Many of us go about our lives constantly surrounded by screens, immersed in various “stories”: movies, TV shows, books, plot-driven video games, news articles, advertising, and more. Whether we realize it or not, we’re creating new behaviors, routines, mindsets, and expectations around what we watch, read or play—which in turn presents new challenges and opportunities for creators and marketers.
In other words, while the fundamentals of good storytelling remain the same, technology is changing how stories can be told. But what does that mean exactly?
Since last year, Latitude, a strategic insights consultancy, has been conducting an ongoing Future of Storytelling initiative to understand what audiences want for the long haul. Below are eight predictions for the future of storytelling based on what we found. (More information about Latitude’s multi-phase research project is available here.)
Stories Come Out Of The Screen, Into The Physical World
We’ve seen plenty of cohesive cross-platform narratives, but where can you go from there? The “real world”—that’s where.
Thanks to technological advances like augmented reality and the Internet of Things, projects like Google’s Ingress are beginning to suggest that we should treat the actual world as another platform. We expect to see stories increasingly connected to physical spaces, from MMO games played out across a city to live action events to retail experiences.
Characters Will Become Connections
As our own social relationships play out more over digital media like Facebook, and technology enables characters to live beyond the screen, people will be able to interact with these characters in places once reserved for only fans.
Maybe some crazy AI program will enable this, or maybe it’s just a matter of writers or actors maintaining online identities for their characters. Either way—would you rather talk to your friend about James Bond’s mission, or talk to Bond himself?

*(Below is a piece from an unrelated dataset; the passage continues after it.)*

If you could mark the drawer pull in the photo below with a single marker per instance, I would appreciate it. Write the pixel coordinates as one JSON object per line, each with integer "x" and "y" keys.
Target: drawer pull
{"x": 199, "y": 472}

Stories Will Unfold From Different Vantage Points
The analog version of this might be the 1990s film Rosencrantz and Guildenstern are Dead, which follows the exploits of two minor characters in Hamlet, retelling Shakespeare’s masterpiece from a wildly different point-of-view. In the future, audiences will be able to experience stories through a particular character’s eyes—and may be able to switch between characters at will.
Stories Will Be Told 24/7
As we develop deeper relationships and greater interactivity with characters, it’s only natural to think of them as having lives of their own—lives that exist in some parallel universe, and go on even when we’re not tuning in. We may receive text messages or alerts when something significant has happened during the course of a character’s day, or we may get “breaking news” alerts pushed to our smartphones when an important battle has been won.
Storytelling Goes Bottom-Up
People have been putting their own material on the Web for a long time now, but new business models have been slow to evolve. Big studios and production companies are just beginning to take audience participation seriously—such as with Syfy’s hybrid game/TV show Defiance.

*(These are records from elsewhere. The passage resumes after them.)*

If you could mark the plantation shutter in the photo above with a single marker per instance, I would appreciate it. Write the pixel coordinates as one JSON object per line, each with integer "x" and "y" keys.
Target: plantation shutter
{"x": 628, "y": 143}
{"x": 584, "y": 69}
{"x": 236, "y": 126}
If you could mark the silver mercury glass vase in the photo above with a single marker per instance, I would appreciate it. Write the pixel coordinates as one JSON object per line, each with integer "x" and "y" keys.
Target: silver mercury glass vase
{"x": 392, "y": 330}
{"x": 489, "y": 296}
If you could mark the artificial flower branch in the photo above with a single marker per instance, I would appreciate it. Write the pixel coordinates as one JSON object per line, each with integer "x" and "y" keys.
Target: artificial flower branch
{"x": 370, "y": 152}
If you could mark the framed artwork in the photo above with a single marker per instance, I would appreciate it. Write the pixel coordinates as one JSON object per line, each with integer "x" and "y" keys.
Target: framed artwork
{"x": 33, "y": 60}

Creators will continue to find elegant ways to incorporate audience ideas and participation into professional-quality programming and similar works, and they’ll do it in something close to real-time.

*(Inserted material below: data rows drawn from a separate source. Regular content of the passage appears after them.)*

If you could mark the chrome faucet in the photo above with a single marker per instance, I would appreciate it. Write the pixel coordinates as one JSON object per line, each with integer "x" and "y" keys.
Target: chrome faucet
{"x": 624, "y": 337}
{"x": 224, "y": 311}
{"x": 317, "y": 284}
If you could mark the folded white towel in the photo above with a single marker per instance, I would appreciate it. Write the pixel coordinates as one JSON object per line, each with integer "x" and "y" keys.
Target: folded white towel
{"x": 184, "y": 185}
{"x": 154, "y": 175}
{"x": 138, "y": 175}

Stories Will Make The World A Better Place
As stories extend further into the real world, so will their potential to create positive change for both individuals and society. That might mean living a healthier life, supporting important causes, or something else.
More narratives will be designed to drive social action in more engaging ways—encouraging audience members to become active collaborators not just in narratives, but in the real world issues behind them.
Videos Will Offer One-Click Storefronts
The days of scouring the Web to figure out where you can buy your favorite TV character’s awesome outfit are over. Thanks to real-time apps, brands are syncing up the “Buy now” button with your favorite shows, giving an entirely new meaning to contextual relevance. It also raises the question, “Could second screens be more effective at driving commerce than primary screens?”
Passive Or Active Experience—It’ll Be Your Choice
There a ton of cool new possibilities for storytelling, but there are also different kinds of audiences with different desires. (To learn more about audience types, download The Future of Storytelling report.) In the future, audiences will be able to choose their desired “tier” of interactivity—from completely passive to wildly active—before engaging with a story.
That could mean the difference between merely observing as an onlooker (as with more traditional story experiences) to becoming a minor character to becoming the main character. Of course, this will require that storytellers have a good sense of their audiences so they can determine what’s too much or too little for different groups.